Golden Globe 2016 unutulmazları
Ben de bilirdim “Golden Globe (Altın Küre) 2016 Kırmızı Halısı” yazısı yazıp kim ne giymiş çekiştirmeyi ama bir yerden sonra insanın sinirleri kaldırmıyor artık. Yıllardır bıktım giyemeyeceğim elbiseler, ayakkabılar hakkında atıp tutmaktan. Bir yerden sonra asla sahip olamayacağını da kabullenince iyice yıpratıcı bir hal alıyor.. Elie Saab bir tuvalet hayaliyle elin milyarlık elbisesine, porselen tenine laf atmayacağım bu sefer. Gecenin kendimce öne çıkanlarından bahsetmek istiyorum…

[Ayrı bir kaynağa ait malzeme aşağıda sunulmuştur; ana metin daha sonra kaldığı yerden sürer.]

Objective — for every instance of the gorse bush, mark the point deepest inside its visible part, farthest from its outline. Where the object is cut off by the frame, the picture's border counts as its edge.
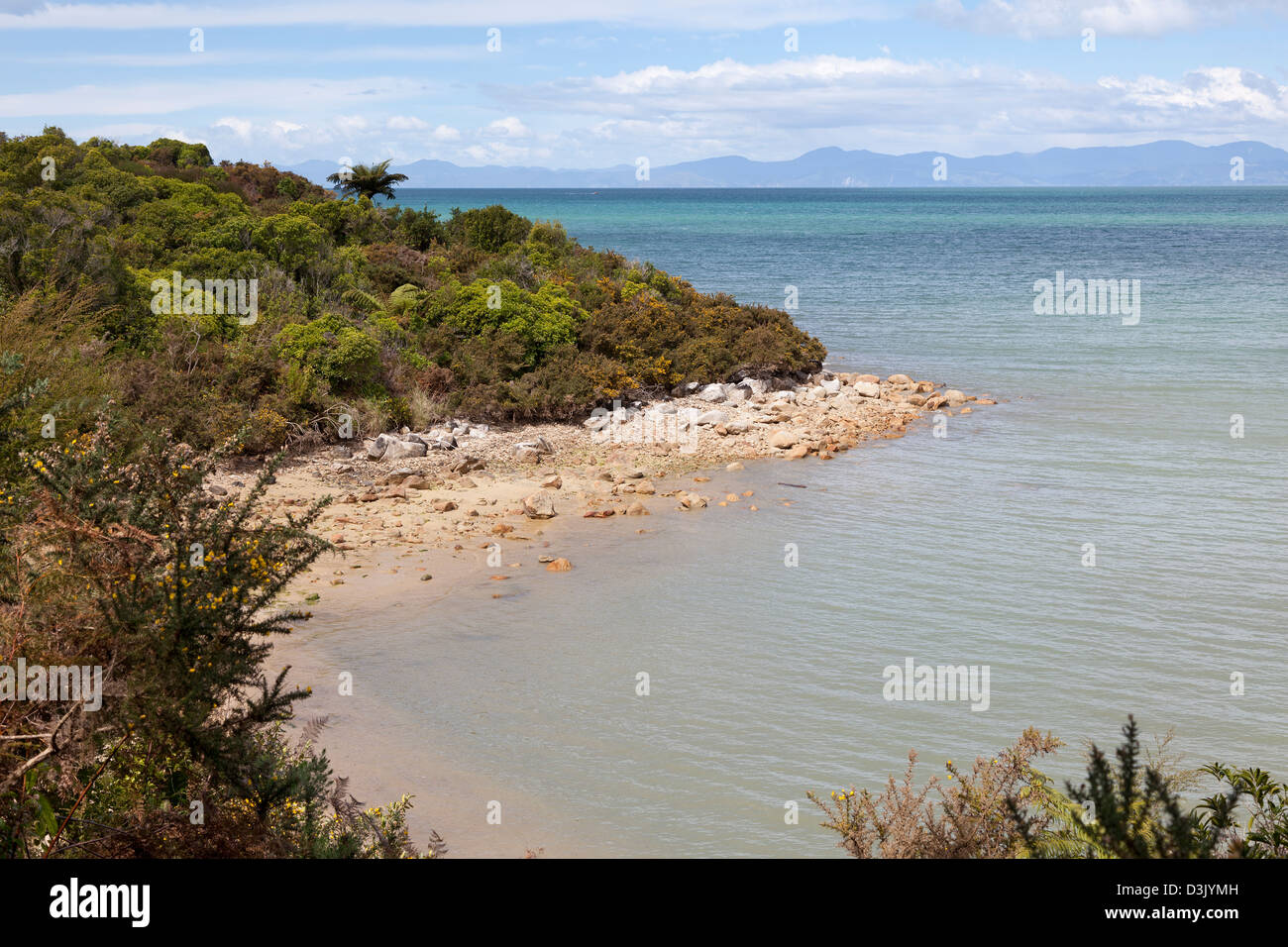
(566, 328)
(1005, 806)
(127, 566)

Lady Gaga’nın Golden Globe kazanması bir yana, ultra hanımefendi, ultra edepli görünüyordu o gece. “American Horror Story: Hotel” sezonu senaryo olarak beni tatmin etmese de özellikle Gaga için çekilmiş sahnelerle doluydu. Popüler kültür ise meyvesini verdi ve Gaga’mız oynadığı tek dizi ile en prestijli ödüllerden birini alıverdi. Peki gecede ne dikkat çekiyordu? Lady Gaga’nın makyaj ile kapattığı dövmeleri. Onun karakteristik dövmelerinin hastası olan biri olarak kapatmasına oldukça üzüldüm. O bile ciddiye alınmak için, bu ödülü hak ettiğini göstermek için “sıradan” bir görüntüye girmesi gerektiğini düşünüyorsa vay halimize….
Bir veda busesi olarak hayallerimin koca adayı Jon Hamm son Golden Globe’unu aldı… Dizinin bitmesine mi üzüleyim, Donald Draper karakteriyle sonsuza dek vedalaşmamıza mı… Neyse ki o gudubet karısından boşandığı için tek tabanca olarak katılıp yine kalbimi çalmayı başardı. Dizinin son sezonunun, son Golden Globe’u ile uğurladık kocacığımı… Bundan sonraki oynadığı yapımlardan da aynı başarıyı beklemek bizim aç gözlülüğümüz olsun…
Jennifer Lawrence ne kadar şık görünse de yine denyoluğunu yapmayı ihmal etmedi. Son derece dandik bir film olan Joy ile ödül alması bir yana, sürekli kırmızı halıda kırmızı giymesi diğer bir yana, basın toplantısı sırasında muhabirin tekine gereksiz bir ayar verme çabasına girişiyle oldukça kınandı. Onu bu şuursuz halleriyle sevsek de, telefonuna not alan yabancı bir muhabirin İngilizce sıkıntısı yüzünden yanlış anlaşılan sorusunu “telefonunu bıraksan daha iyi anlardın” gibi bir çıkışla yanıtlaması ben dahil herkesi bi kıl etti. Bir de verdiği her pozda hiç sekmeden aynı gülümsemesi sinirimi bozdu. Korku filmlerinde koridorda belirip kahkaha atan oyuncak bebek gibi… Elbisesinin Dior olduğunu da belirtelim meraklısı için…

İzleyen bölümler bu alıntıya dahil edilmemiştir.